Do you have a responsibility to make sourcing decisions on anything other than Quality, Delivery, Cost? This news item about a mass-fatality industrial fire in China opens up some interesting thoughts about sourcing over here.

For future reference after the link dies, the lead of the story is:

A fire at an illegal shoe factory in eastern China has left 34 people dead..

That, by the way, is a great lead. It summarizes the whole thing in a few words:

  • China
  • illegal factory
  • fire
  • 34 dead

The rest is just syntax glue. But, as usual, I digress. What the hell is the point?

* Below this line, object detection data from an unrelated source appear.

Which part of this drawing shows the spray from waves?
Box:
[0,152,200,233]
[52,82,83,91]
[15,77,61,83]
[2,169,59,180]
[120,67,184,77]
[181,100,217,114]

Just to be clear, by the way, the original breaking-news story in no way implies that this factory was producing for export, or for that matter, for any other company. So the story is just a lead-in for this post.

Back to the lead of this article: What is your obligation, as a purchasing company, to consider things other than quality, delivery, cost in your sourcing decision?

With the rush to source in China, it is very easy to overlook even obvious things like quality. Just ask Mattel. But if gross violations of China’s internal health, safety and environmental regulations give a potential supplier a cost advantage, do you know it? Do you make a conscious decision to let that “advantage” stand? Or do you go and look for yourself, and include only suppliers which comply with the letter and the spirit of the law – as well as “do the right thing?”

Chinese health, safety and environmental regulations, by the way, are in many cases stricter than what you find in the USA or Europe. Compliance and enforcement, though, is… ah… spotty.

This is, in my mind, an ethical decision, not a legal or financial one. I can only raise the question and let you answer it in your own mind.

One more thing. This was reported on the BBC. The only way I can read BBC news on the internet in China is to go through my corporate VPN. If you try to access BBC News on a normal internet connection, you will get a “Server not responding” error because BBC is not considered appropriate for the Chinese people to read. Frankly, it seems a little arbitrary since every other news service is more or less accessible. Maybe I will start another blog sometime and just talk about “other stuff.”